According to American University macroeconomics professor Evan Kraft, normally two elements trigger inflation.

“One thing that often happens is that the demand of the whole economy, what we call aggregate demand can be so high that it starts to drive prices up,” said Kraft.
This could also be referred to as ‘Demand-Pull Inflation’. The other one is called ‘Cost-Push Inflation’ or can be referred to as ‘Supply-Side inflation’.
For example, when workers know that companies need workers, they can ask for a raise or find a job with better pay. This can lead to companies raising wages, which could increase the demand side of inflation.
Raising wages is not normally what increases the demand side of inflation.
“There’s usually something that contributes to that higher demand. Often it is the government spending a lot of money so some of our biggest inflations have been due to that kind of situation,” said Kraft.
People tend to be more familiar with Cost-Push Inflation, according to Kraft.
“People I think really intuitively you know are familiar with and we’ve all had this in our own experiences, on the supply side, the most common thing is you get something like a big increase in oil prices,” said Kraft
For example, if oil prices start to rise then gas prices and the cost of other item start to increase as well.
This most famously happened in the 1970’s with oil. In 1973-1974, Arab countries boycotted buying oil from the United States and Israel.
This led to the beginning of the Organization of the Petroleum Exporting Countries (OPEC).
In 1979, a revolution in Iran led to a big disruption in oil prices as well.
If the cost of business increases and businesses raise their prices, then workers will want to be paid fair wages that reflect inflation. This can lead to a ‘wage-price spiral’.
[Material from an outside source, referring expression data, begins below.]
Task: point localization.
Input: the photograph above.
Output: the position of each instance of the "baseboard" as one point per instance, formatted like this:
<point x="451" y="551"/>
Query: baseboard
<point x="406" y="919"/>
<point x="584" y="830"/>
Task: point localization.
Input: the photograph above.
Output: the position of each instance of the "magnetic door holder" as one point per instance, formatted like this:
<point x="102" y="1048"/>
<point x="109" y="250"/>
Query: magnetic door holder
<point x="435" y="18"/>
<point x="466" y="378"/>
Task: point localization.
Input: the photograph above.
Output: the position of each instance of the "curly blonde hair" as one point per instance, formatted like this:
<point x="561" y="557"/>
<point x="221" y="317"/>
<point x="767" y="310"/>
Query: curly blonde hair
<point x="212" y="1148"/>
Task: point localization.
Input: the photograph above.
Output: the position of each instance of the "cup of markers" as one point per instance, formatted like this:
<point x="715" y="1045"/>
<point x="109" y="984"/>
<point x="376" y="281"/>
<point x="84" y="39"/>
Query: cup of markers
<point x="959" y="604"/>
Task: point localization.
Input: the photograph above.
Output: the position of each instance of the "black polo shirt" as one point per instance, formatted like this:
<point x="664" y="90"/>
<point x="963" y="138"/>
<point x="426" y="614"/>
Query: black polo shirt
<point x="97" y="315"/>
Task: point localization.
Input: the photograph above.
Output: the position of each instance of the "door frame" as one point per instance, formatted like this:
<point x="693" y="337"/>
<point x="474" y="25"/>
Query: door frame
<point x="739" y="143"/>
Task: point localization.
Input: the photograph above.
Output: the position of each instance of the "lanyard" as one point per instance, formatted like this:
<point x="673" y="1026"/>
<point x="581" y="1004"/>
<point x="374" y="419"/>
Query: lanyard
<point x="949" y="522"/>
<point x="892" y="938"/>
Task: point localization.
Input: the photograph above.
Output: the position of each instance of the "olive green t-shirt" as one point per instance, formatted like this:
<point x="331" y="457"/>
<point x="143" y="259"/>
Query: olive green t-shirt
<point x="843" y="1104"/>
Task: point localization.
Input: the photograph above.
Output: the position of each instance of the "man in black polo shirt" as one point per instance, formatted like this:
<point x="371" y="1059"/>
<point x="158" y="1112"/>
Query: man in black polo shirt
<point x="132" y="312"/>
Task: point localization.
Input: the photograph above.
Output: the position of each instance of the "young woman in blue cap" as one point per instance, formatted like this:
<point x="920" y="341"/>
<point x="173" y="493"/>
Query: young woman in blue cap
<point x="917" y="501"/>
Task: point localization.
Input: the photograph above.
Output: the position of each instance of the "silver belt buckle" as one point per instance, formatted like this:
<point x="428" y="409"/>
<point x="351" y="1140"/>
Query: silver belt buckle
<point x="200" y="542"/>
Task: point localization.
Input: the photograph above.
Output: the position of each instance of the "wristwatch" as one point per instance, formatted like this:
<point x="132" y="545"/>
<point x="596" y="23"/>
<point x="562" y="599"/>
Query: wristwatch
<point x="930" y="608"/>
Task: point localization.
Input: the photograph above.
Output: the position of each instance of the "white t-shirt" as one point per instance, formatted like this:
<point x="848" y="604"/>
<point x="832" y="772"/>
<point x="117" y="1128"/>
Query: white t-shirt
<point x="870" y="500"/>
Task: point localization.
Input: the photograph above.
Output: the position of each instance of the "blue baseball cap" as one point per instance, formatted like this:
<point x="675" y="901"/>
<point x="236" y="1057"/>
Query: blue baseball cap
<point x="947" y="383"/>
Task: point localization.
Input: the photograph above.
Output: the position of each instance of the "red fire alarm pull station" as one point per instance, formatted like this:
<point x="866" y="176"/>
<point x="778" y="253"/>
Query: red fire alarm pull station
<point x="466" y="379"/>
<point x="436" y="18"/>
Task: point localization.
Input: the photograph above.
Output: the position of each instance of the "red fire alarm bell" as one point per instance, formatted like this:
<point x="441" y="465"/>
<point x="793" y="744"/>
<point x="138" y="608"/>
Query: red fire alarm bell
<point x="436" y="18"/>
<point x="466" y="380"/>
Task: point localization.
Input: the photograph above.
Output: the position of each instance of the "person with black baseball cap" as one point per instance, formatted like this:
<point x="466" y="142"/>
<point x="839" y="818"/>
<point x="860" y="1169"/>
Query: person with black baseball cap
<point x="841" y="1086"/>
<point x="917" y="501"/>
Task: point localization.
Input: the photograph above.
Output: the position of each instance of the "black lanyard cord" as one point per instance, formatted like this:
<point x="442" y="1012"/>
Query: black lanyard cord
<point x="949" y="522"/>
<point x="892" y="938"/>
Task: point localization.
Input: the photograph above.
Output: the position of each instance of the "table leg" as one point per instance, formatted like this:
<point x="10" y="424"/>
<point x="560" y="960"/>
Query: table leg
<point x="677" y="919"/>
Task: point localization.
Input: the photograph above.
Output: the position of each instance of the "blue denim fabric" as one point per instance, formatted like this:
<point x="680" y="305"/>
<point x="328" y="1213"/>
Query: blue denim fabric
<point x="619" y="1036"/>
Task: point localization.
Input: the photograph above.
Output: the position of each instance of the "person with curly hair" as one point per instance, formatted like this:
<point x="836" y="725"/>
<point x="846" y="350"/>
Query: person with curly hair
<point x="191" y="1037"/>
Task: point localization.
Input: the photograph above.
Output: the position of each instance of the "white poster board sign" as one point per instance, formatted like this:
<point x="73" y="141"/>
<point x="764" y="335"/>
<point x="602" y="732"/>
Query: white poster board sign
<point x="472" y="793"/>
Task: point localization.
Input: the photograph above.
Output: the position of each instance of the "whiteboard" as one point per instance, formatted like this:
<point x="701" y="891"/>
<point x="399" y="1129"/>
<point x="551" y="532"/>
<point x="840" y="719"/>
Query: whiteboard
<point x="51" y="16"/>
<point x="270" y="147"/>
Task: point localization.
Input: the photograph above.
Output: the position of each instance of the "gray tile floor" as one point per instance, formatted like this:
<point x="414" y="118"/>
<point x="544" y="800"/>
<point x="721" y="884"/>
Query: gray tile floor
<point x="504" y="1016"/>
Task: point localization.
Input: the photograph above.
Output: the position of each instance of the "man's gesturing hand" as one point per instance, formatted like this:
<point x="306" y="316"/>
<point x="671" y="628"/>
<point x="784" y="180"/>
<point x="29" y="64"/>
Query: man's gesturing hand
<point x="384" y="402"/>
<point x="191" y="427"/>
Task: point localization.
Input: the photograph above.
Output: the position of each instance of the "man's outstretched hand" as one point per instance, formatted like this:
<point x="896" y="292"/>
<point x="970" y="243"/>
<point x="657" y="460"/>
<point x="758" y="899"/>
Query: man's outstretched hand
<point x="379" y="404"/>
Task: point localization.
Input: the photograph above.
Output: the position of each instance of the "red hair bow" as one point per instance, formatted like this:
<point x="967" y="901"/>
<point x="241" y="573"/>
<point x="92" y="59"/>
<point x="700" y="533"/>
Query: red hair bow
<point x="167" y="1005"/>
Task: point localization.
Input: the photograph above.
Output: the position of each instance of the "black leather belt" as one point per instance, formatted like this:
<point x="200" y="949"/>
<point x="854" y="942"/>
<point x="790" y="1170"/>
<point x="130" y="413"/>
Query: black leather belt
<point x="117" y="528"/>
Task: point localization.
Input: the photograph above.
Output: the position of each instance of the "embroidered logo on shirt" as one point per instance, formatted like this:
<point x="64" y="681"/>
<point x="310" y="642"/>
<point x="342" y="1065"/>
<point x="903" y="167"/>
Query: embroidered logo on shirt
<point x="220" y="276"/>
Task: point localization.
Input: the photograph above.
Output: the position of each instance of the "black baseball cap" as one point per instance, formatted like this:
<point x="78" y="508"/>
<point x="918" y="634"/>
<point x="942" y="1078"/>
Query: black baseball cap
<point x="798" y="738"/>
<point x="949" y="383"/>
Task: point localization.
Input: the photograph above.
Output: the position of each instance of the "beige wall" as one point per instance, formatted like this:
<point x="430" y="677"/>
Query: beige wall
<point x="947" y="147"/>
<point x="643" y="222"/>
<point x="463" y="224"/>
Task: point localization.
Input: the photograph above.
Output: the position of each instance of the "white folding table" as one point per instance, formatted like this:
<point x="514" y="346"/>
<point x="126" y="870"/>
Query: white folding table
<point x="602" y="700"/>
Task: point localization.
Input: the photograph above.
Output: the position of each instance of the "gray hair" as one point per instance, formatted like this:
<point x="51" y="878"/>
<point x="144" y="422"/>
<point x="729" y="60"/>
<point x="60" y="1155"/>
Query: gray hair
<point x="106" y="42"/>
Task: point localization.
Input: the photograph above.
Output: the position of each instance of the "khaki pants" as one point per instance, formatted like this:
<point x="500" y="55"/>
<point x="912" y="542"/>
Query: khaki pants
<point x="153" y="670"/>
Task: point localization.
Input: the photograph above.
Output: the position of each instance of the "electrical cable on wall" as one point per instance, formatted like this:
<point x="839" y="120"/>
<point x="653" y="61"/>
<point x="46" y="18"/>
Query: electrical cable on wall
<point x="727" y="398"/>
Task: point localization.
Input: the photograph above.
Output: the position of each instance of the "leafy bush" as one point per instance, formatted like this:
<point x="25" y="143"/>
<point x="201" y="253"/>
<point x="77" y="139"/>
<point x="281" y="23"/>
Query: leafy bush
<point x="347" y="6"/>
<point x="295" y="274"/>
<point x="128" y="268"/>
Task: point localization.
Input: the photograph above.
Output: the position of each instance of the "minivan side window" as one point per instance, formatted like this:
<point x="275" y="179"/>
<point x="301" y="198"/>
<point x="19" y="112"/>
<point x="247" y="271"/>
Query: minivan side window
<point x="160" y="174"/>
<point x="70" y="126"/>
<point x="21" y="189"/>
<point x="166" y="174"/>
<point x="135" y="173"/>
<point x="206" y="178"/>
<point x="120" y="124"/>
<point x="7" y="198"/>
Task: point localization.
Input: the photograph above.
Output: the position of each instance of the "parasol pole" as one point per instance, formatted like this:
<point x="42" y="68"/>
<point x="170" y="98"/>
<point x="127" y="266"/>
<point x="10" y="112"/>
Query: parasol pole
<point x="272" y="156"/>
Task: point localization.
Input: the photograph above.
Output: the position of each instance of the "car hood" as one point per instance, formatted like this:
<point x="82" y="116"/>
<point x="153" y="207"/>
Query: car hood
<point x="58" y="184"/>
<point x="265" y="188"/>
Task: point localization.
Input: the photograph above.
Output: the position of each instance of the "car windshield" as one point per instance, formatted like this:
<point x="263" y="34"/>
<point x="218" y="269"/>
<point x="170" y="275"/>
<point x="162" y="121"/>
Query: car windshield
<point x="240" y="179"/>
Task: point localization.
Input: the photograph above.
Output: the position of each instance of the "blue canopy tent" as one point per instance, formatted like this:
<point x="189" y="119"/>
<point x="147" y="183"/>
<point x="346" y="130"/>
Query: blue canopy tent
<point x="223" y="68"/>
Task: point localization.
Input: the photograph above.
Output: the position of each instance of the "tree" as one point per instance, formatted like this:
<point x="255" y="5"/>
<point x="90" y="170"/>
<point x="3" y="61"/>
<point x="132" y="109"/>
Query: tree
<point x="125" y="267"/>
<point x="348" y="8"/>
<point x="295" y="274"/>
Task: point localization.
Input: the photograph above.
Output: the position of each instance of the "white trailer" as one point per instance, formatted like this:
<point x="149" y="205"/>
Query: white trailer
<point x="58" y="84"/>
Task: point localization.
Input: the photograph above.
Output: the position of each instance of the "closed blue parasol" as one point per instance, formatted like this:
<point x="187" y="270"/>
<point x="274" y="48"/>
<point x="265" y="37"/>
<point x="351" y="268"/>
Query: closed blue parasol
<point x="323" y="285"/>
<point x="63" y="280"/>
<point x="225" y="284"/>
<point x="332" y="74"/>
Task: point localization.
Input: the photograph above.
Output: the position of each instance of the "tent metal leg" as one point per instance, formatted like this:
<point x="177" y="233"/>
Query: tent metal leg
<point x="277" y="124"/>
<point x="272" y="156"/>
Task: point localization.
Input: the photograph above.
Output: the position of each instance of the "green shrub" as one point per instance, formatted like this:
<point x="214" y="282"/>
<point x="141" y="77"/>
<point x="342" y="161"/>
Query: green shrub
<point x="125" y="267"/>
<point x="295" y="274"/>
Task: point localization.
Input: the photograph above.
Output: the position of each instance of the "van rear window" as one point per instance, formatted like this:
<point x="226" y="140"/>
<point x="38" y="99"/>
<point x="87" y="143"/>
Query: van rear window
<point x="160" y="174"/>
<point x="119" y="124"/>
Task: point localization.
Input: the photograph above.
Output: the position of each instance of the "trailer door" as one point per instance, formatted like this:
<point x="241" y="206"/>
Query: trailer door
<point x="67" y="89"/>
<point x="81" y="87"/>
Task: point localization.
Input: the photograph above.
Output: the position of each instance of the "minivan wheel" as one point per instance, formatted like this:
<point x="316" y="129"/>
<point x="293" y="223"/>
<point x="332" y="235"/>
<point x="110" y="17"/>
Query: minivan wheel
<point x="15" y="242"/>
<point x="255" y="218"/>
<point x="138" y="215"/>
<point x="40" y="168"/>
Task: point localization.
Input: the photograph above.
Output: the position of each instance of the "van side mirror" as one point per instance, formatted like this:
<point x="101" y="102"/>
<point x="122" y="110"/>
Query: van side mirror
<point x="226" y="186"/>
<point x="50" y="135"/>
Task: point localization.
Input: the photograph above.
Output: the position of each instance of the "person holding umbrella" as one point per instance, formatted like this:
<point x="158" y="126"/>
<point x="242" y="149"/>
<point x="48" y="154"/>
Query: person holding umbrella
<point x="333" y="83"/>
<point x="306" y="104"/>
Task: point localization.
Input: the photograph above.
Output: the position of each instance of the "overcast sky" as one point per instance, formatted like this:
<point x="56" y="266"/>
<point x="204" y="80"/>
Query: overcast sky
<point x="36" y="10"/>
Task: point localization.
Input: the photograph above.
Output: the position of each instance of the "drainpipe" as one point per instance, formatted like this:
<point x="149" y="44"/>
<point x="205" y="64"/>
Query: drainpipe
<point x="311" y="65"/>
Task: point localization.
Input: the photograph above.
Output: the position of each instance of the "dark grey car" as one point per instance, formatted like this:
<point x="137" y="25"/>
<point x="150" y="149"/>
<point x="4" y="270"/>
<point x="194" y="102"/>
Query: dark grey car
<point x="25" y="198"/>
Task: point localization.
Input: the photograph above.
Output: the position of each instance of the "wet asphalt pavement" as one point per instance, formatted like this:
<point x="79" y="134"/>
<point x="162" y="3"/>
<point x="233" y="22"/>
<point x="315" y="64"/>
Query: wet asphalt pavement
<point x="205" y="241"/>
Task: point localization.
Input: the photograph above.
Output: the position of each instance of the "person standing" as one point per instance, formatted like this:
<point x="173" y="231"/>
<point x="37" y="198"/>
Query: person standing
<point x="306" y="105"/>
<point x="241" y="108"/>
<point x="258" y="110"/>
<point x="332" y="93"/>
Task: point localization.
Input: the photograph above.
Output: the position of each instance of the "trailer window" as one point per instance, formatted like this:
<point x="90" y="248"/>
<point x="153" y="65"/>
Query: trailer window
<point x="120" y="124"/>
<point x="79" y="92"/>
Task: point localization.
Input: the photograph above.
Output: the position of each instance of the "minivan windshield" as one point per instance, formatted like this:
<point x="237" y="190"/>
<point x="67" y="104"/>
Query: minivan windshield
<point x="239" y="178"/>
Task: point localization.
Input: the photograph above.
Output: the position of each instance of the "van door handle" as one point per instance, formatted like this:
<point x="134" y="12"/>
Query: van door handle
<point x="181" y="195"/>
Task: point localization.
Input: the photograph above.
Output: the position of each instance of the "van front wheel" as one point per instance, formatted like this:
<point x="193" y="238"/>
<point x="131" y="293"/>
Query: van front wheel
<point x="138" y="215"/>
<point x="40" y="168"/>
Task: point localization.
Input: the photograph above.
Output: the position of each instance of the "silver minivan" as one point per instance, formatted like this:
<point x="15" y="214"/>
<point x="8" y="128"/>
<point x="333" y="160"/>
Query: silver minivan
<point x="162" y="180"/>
Wage-price spirals are fairly rare.
Inflation can be triggered in different ways but whether federal policy makers, like the Federal Reserve or the president, effectively handle inflation remains a big question.
Johnson is not convinced that they can.
“I can’t see at the end of the tunnel so hopefully things will work out sooner rather than later. But right now, it’s like go with the flow and deal with it,” said Johnson. “We really don’t have a choice because some people may have to skip a bill to feed their family.”